When Thanksgiving arrives, I think about the Mayflower and its brave passengers who left Plymouth, England, Sept. 16, 1620.
Arriving at Cape Cod, Massachusetts, Nov. 20, 1620, they began a whole new life. Dec. 26, 1620, they anchored their ship at the location where they decided to establish the Plymouth Colony.
Immediately, winds howled and a snow fell. They shivered as they built shelters out of tree bark. Half of them died that first terrible winter.

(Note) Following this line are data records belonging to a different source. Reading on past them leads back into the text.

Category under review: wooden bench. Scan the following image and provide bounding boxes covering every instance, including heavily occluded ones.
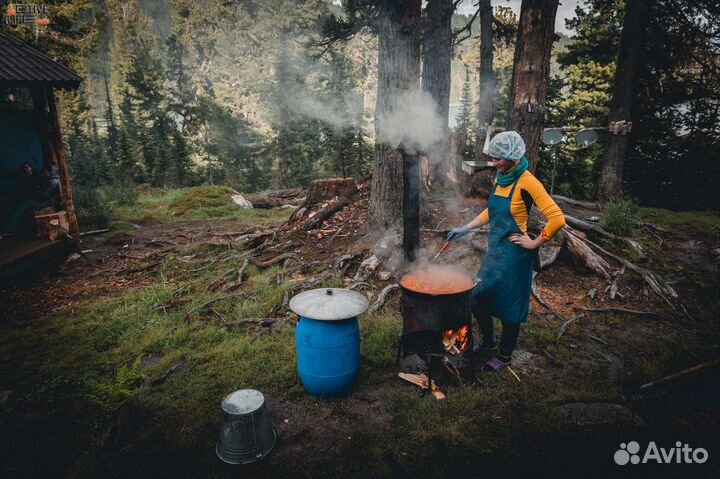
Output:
[35,208,70,241]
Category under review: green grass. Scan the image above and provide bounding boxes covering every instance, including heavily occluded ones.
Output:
[114,186,292,226]
[638,208,720,240]
[0,203,720,477]
[601,200,637,236]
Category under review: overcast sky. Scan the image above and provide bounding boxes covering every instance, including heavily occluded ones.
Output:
[459,0,582,36]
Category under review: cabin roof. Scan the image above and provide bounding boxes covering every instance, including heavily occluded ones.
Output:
[0,30,82,89]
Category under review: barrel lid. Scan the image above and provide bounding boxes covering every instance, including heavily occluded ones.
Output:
[290,288,369,321]
[222,389,265,414]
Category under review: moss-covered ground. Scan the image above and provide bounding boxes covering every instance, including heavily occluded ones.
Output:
[0,189,720,478]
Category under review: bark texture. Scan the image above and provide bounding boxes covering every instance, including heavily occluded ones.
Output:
[422,0,454,183]
[598,0,649,201]
[370,0,421,230]
[475,0,497,161]
[507,0,558,171]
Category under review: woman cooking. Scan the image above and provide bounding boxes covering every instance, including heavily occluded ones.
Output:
[447,131,565,371]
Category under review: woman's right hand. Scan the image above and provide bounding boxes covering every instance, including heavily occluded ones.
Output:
[445,225,470,241]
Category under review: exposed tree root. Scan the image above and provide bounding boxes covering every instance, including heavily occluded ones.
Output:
[580,308,666,319]
[250,253,302,269]
[555,314,585,347]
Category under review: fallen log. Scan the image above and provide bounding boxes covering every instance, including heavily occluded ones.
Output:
[303,196,352,230]
[565,231,611,281]
[568,231,678,309]
[367,283,400,314]
[250,253,302,269]
[80,228,110,236]
[398,373,447,400]
[553,195,600,211]
[301,178,358,207]
[565,213,643,254]
[223,316,291,329]
[149,360,187,386]
[580,308,666,319]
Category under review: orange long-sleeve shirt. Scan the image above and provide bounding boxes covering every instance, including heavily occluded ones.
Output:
[478,171,565,240]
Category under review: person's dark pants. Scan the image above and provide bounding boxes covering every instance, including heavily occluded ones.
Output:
[473,310,520,360]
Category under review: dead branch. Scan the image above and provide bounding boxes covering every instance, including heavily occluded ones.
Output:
[286,261,326,276]
[185,293,245,321]
[553,195,600,211]
[280,268,333,309]
[398,373,446,400]
[565,213,643,254]
[235,228,277,248]
[565,228,611,281]
[353,255,381,281]
[367,283,400,314]
[532,281,567,321]
[303,196,352,230]
[80,228,110,236]
[326,226,343,246]
[580,308,665,319]
[568,230,678,309]
[224,316,291,329]
[334,250,363,276]
[250,253,302,269]
[149,359,187,386]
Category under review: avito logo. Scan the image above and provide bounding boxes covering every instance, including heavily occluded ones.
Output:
[613,441,710,466]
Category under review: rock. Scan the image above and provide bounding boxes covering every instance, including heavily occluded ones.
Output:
[555,403,644,427]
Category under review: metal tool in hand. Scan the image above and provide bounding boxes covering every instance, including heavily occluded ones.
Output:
[433,241,450,261]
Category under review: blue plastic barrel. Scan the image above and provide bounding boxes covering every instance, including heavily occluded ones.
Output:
[295,316,360,399]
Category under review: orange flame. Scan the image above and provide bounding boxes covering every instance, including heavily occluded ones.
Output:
[443,326,470,354]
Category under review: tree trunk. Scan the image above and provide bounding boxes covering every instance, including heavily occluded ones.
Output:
[475,0,496,161]
[507,0,558,171]
[370,0,421,230]
[598,0,649,200]
[422,0,454,184]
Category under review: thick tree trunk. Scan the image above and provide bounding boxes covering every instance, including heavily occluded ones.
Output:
[370,0,421,230]
[475,0,496,161]
[598,0,649,200]
[507,0,558,171]
[422,0,453,184]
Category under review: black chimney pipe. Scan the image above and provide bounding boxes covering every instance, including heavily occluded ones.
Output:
[398,145,420,262]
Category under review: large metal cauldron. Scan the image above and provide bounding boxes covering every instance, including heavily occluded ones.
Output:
[400,266,475,333]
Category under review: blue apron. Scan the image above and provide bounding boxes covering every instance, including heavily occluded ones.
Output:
[471,176,534,324]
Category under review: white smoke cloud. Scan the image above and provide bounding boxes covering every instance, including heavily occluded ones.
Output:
[375,89,445,150]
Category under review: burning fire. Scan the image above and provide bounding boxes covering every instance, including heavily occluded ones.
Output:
[443,326,470,354]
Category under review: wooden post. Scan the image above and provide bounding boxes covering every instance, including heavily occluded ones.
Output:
[45,88,80,243]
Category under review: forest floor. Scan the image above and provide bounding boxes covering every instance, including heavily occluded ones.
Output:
[0,186,720,478]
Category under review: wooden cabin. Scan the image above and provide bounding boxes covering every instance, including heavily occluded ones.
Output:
[0,30,82,278]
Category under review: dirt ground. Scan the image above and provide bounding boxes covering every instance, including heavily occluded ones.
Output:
[0,188,720,477]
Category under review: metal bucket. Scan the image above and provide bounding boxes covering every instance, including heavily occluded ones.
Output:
[215,389,276,464]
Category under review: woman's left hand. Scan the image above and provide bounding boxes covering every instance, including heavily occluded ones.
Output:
[508,233,540,249]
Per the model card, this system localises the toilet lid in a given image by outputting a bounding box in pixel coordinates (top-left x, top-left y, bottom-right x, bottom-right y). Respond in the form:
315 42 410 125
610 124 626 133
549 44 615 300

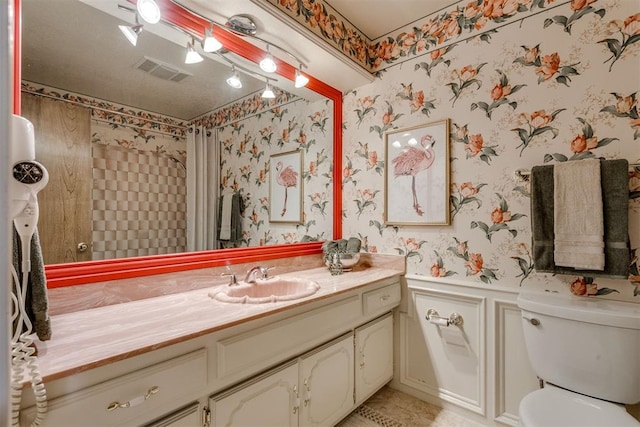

It seemed like spring would never come in 1621. They were startled when Samoset (1590?-1655) walked into their settlement.
He spoke a few English words that he had learned from sailors along the coast of Maine. A couple of days later, he brought Squanto of the Pawtuxet tribe to converse with them. Samoset was a chief of the Pemaquid Indians.
Squanto was an answer to the Pilgrims' prayers. He spoke fluent English. As a teenager, he was kidnapped by British sailors. They sold him as a slave in Spain. He managed to escape to London, England. In 1619, he returned to Cape Cod.
His village was located at the site where the Plymouth Colony stood. When he returned from England, it was empty. All his people had died from diseases spread to them by English sailing crews.
When the Pilgrims were struggling to survive, he showed them how to plant corn and fish the Indian way. He acted as an interpreter when John Carver was negotiating a peace treaty with Chief Massasoit of the Wampanoag tribe in southern Massachusetts and Rhode Island. (Carver, the governor of the Plymouth colony, had learned that Squanto knew a variety of Indian dialects.)
Some of the Wampanoag Indians attended New England's first Thanksgiving feast, which was held some time in October or November of 1621. My ancestor, John Adams from Wales, may have also been there. He arrived at Plymouth Nov. 9, 1621, on a ship called "the Fortune."